The Springfield Preservation Trust has spent almost 40 years working to preserve the city’s rich architectural history. But it calls its campaign to renovate the 19th-century former schoolhouse at 77 Maple St. perhaps its “nerviest” effort yet.
Built in 1832, the building began its life as the Springfield Female Seminary; over the years, it served as a private residence for several families (for many years, it was the home of Frederick Harris, president of Third National Bank, after whom a city elementary school is named), then was converted into offices. The building is on the National Register of Historic Places and sits in the city’s Lower Maple Historic District.

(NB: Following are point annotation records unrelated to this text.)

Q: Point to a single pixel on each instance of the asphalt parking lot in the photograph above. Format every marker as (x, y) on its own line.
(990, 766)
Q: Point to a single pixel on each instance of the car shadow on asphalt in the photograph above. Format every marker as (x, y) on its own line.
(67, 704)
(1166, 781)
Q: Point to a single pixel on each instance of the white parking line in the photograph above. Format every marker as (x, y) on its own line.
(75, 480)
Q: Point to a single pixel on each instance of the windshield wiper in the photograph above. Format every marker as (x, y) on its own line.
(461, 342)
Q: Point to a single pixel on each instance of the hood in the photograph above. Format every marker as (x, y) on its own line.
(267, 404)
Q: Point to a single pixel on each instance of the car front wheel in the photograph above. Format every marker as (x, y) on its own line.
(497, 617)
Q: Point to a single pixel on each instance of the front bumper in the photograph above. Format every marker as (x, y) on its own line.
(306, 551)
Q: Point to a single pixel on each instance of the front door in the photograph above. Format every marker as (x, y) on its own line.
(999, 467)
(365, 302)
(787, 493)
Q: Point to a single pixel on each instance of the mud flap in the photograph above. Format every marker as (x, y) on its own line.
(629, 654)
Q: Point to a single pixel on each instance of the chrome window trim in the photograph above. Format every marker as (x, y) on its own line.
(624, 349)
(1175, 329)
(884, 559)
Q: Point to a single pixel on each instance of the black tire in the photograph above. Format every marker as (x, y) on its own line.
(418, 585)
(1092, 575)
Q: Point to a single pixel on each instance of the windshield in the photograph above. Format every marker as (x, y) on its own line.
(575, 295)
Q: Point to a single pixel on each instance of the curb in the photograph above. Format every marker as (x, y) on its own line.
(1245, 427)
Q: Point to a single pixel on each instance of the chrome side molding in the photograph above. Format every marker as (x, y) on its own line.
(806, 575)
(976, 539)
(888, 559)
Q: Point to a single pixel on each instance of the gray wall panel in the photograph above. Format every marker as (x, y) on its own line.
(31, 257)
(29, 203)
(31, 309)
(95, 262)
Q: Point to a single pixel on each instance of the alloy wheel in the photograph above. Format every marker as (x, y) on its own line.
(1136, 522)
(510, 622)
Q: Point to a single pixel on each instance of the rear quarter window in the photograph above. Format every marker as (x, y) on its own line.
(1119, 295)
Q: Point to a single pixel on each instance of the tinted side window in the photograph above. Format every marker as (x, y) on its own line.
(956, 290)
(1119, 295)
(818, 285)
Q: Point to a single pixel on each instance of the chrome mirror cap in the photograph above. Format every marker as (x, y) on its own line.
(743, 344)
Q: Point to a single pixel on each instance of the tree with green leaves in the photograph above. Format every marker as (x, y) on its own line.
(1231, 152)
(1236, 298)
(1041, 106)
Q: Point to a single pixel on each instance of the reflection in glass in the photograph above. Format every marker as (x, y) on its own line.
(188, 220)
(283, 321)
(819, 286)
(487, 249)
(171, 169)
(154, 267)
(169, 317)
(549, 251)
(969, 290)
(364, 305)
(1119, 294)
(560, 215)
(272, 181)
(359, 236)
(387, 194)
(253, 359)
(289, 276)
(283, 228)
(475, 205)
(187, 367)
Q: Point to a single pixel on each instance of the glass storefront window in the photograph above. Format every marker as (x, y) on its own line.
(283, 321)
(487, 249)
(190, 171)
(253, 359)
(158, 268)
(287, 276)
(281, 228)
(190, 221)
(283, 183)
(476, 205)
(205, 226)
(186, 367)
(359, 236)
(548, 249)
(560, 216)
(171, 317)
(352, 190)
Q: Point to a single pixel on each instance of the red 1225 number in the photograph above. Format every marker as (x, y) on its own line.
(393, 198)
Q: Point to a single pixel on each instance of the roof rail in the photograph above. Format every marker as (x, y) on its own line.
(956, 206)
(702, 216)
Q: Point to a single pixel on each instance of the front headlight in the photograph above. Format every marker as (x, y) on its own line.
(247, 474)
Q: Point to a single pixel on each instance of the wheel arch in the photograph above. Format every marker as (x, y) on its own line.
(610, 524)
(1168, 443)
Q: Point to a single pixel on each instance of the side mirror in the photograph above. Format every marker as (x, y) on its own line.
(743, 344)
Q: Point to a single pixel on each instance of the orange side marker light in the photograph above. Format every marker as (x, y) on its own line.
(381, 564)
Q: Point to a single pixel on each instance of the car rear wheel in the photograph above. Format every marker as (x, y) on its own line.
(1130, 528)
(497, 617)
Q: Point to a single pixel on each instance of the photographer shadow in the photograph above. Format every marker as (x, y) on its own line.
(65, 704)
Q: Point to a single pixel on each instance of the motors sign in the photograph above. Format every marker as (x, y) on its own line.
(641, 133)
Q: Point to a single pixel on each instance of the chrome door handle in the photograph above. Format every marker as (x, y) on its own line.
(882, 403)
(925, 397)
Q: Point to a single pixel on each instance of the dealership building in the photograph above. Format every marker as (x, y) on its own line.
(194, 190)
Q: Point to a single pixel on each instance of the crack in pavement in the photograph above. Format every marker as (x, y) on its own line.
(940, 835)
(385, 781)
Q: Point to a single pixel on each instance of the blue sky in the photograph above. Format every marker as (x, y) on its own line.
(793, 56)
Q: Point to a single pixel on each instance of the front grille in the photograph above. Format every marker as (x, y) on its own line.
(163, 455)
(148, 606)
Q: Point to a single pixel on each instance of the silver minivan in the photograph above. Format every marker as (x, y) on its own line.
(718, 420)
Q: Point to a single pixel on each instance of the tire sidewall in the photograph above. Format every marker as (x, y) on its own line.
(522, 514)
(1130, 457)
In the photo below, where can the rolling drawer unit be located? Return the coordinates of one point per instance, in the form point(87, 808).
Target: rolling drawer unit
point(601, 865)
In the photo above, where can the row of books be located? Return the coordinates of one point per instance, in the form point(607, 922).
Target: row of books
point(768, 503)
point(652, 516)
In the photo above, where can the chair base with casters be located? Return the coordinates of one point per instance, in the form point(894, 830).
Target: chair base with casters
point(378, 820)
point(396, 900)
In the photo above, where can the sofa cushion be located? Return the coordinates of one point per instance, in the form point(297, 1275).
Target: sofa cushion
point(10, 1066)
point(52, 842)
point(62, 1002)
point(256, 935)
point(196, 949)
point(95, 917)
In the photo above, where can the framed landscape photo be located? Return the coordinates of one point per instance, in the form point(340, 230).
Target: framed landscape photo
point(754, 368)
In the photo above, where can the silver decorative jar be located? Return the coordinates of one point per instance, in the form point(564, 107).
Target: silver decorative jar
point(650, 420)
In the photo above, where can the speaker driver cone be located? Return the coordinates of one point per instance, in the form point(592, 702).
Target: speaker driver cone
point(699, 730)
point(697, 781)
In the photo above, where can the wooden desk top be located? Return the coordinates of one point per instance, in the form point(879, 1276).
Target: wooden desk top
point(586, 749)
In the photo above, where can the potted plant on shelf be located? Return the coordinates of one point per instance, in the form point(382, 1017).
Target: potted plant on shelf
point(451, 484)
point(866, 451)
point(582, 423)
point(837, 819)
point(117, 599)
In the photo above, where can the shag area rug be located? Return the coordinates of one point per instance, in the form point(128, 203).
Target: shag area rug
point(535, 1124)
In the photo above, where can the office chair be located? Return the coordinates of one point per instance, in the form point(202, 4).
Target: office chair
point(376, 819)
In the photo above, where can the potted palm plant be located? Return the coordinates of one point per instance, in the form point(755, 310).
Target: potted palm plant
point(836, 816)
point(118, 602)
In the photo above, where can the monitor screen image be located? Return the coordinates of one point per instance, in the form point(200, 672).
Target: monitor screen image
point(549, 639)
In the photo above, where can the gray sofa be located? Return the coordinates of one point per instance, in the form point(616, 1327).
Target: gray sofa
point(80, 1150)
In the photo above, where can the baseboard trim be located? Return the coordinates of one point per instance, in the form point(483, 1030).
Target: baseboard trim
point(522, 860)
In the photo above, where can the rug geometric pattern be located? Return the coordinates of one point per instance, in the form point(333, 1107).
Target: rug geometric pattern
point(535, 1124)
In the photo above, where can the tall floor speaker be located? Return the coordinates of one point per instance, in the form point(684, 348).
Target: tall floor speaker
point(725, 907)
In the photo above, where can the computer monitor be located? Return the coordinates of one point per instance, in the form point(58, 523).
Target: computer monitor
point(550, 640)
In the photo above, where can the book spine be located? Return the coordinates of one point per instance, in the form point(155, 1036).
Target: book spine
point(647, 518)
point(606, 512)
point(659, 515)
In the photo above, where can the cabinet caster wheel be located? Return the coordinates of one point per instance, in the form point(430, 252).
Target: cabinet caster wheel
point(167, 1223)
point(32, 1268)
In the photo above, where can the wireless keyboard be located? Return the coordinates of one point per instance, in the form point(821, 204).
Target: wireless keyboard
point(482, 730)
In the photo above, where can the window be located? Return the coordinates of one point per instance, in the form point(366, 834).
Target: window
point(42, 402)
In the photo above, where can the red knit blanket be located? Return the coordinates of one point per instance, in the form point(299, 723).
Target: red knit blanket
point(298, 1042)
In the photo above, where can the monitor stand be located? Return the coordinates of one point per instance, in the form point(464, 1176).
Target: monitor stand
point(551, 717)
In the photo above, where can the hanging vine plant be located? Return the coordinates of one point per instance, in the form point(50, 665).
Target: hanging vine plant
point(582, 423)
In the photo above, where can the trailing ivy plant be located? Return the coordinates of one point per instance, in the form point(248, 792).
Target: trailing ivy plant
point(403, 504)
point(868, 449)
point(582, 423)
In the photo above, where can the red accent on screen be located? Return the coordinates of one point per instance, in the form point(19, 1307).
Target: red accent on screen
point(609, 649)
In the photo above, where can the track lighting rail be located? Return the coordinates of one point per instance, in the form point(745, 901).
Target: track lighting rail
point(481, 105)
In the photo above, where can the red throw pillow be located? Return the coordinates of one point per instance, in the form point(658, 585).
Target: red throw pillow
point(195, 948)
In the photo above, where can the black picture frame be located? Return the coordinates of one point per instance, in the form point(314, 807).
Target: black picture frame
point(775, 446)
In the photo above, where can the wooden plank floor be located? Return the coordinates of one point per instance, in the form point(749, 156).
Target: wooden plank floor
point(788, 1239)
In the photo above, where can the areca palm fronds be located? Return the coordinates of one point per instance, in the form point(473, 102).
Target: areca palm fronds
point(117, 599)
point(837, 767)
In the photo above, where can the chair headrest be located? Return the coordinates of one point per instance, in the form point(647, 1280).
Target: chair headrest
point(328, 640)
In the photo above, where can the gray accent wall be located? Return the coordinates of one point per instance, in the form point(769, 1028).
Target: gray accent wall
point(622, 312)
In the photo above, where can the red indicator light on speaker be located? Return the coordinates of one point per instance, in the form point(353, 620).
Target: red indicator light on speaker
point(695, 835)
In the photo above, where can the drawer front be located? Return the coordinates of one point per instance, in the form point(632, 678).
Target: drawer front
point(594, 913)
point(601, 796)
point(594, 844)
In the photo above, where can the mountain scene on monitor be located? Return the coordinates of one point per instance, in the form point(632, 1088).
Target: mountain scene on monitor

But like all too many of Springfield’s fine old buildings, 77 Maple eventually fell into disrepair. After a renovation effort by a previous owner stalled and the schoolhouse was on track to be demolished to make way for a parking lot, the nonprofit SPT bought the building and took on the ambitious rehab project, designed by architect Bill Devlin, a long-time preservationist in the city. The group’s vision: to turn the historic building into a multi-family home with four condos, designed with an emphasis on “sustainable, green products and processes.”
Saving 77 Maple—which began with work to stabilize the building structurally and protect it from the elements—won’t come cheap. The SPT has set a fundraising goal of $500,000, and has already raised more than $100,000 of that.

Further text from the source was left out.